• Categories
  • Recent
  • Tags
  • Popular
  • Users
  • Search
  • Register
  • Login
Netgate Discussion Forum
  • Categories
  • Recent
  • Tags
  • Popular
  • Users
  • Search
  • Register
  • Login

Hourly WAN packet loss after updating to pfSense+ 23

General pfSense Questions
23.05 upgrade pfsense+ packet loss hourly ntopng
3
14
1.2k
Loading More Posts
  • Oldest to Newest
  • Newest to Oldest
  • Most Votes
Reply
  • Reply as topic
Log in to reply
This topic has been deleted. Only users with topic management privileges can see it.
  • D
    drueter
    last edited by Sep 25, 2023, 9:15 PM

    I had been running pfSense+ 22.05 on my Netgate SG-5100 and everything was fine. Now on 23.05.1 I experience WAN packet loss for about 30-60 seconds nearly every hour at 4 to 7 minutes past the hour.

    Monitor Graph

    You see the packet loss in blue begin ("out of the blue" as they say...sorry...). You see utilization in orange increase due to ntopng running...which began with the update occurred.

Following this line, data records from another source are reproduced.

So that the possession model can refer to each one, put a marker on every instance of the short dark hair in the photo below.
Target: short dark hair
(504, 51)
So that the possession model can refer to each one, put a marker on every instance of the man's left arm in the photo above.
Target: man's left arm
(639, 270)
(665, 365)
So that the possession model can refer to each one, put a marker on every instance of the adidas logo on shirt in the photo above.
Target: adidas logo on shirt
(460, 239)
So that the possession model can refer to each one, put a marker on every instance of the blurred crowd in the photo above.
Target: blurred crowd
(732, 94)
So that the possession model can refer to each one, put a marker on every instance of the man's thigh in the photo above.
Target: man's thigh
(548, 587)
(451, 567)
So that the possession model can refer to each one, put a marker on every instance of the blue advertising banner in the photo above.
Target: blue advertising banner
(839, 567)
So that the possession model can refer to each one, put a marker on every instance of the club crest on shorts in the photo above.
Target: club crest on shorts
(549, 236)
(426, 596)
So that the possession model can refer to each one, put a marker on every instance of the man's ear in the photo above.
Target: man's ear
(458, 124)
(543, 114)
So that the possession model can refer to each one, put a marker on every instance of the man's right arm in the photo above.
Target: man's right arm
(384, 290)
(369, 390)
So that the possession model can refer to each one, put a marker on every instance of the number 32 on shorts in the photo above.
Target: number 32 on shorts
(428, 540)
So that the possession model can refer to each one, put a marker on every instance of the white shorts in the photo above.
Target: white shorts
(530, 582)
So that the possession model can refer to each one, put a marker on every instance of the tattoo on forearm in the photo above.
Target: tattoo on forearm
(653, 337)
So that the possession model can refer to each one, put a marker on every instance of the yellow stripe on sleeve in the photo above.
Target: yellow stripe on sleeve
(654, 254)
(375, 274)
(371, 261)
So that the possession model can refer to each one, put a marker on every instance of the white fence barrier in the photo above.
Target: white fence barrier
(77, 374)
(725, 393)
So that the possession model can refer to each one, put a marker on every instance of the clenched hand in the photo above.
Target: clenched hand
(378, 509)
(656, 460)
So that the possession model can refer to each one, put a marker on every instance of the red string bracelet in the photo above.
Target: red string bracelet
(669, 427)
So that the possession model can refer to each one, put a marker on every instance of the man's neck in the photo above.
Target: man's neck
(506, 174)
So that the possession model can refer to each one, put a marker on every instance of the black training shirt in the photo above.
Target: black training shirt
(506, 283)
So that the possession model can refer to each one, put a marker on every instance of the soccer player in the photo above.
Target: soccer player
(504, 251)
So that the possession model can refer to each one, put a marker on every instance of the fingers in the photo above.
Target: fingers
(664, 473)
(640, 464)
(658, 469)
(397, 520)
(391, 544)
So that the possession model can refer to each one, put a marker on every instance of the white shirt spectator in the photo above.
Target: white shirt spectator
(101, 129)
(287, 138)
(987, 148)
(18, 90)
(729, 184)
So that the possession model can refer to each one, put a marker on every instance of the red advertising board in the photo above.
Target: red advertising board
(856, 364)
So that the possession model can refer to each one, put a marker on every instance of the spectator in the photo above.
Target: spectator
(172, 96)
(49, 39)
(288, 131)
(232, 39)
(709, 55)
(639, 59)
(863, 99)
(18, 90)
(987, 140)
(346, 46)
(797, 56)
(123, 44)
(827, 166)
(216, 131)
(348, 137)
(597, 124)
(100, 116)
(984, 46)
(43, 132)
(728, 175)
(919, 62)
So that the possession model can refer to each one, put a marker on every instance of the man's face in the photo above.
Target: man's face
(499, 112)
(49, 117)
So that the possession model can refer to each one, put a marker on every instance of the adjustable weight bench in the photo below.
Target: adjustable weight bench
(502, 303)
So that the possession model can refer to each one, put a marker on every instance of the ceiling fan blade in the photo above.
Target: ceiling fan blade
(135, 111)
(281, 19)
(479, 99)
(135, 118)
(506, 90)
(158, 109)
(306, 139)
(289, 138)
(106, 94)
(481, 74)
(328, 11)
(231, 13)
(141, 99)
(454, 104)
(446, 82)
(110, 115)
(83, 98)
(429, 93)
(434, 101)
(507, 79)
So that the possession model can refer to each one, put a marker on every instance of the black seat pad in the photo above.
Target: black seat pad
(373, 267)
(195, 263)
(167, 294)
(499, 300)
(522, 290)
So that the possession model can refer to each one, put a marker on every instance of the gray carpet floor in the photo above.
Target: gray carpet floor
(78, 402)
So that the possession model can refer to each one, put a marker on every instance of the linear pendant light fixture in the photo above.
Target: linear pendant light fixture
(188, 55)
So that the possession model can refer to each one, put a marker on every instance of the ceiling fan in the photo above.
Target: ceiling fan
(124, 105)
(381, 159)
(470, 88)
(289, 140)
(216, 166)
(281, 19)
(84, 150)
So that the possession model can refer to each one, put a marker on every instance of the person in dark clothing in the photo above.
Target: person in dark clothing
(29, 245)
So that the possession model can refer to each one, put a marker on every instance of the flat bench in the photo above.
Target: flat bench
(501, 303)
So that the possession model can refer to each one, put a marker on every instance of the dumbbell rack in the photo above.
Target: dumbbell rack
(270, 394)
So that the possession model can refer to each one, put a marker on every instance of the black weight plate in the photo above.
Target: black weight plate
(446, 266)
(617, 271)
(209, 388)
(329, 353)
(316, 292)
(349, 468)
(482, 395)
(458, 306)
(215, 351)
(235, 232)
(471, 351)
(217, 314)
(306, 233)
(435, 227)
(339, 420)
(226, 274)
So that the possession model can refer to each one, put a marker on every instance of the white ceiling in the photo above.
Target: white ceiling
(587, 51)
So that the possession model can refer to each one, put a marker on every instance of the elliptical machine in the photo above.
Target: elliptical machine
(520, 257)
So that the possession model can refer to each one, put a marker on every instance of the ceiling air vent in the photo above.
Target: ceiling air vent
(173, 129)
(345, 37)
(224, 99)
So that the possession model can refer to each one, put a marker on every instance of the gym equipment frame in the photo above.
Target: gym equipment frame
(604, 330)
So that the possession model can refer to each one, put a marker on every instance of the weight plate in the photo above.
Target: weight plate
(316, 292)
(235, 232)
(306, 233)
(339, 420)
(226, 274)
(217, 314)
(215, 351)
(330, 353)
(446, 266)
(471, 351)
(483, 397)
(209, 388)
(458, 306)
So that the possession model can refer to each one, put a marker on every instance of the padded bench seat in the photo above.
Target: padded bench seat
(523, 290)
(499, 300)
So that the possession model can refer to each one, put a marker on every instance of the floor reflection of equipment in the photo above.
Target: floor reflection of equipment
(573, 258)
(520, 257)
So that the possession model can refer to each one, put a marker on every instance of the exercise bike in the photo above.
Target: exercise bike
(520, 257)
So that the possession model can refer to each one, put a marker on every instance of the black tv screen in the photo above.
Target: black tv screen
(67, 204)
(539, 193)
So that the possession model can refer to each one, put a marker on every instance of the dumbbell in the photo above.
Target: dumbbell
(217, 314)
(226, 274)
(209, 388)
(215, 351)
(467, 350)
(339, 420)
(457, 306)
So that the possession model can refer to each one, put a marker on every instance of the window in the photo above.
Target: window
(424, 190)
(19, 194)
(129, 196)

You see utilization drop back down when ntopng was removed. But packet loss continues.

    Curiously packet loss began some hours (maybe a day or so) after the update and ntopng was installed.

    I was tight on disk space, and wondered if log rotation was a factor. I installed an M.2 SATA drive and re-installed pfSense+ (from an image provided by support), and then restored my config backup. This all worked fine...but the packet loss still continues.

    It is possible (but unlikely) that my stable internet connection developed a problem concurrent with the pfSense update. I tend to suspect something going on in my router to cause the problem.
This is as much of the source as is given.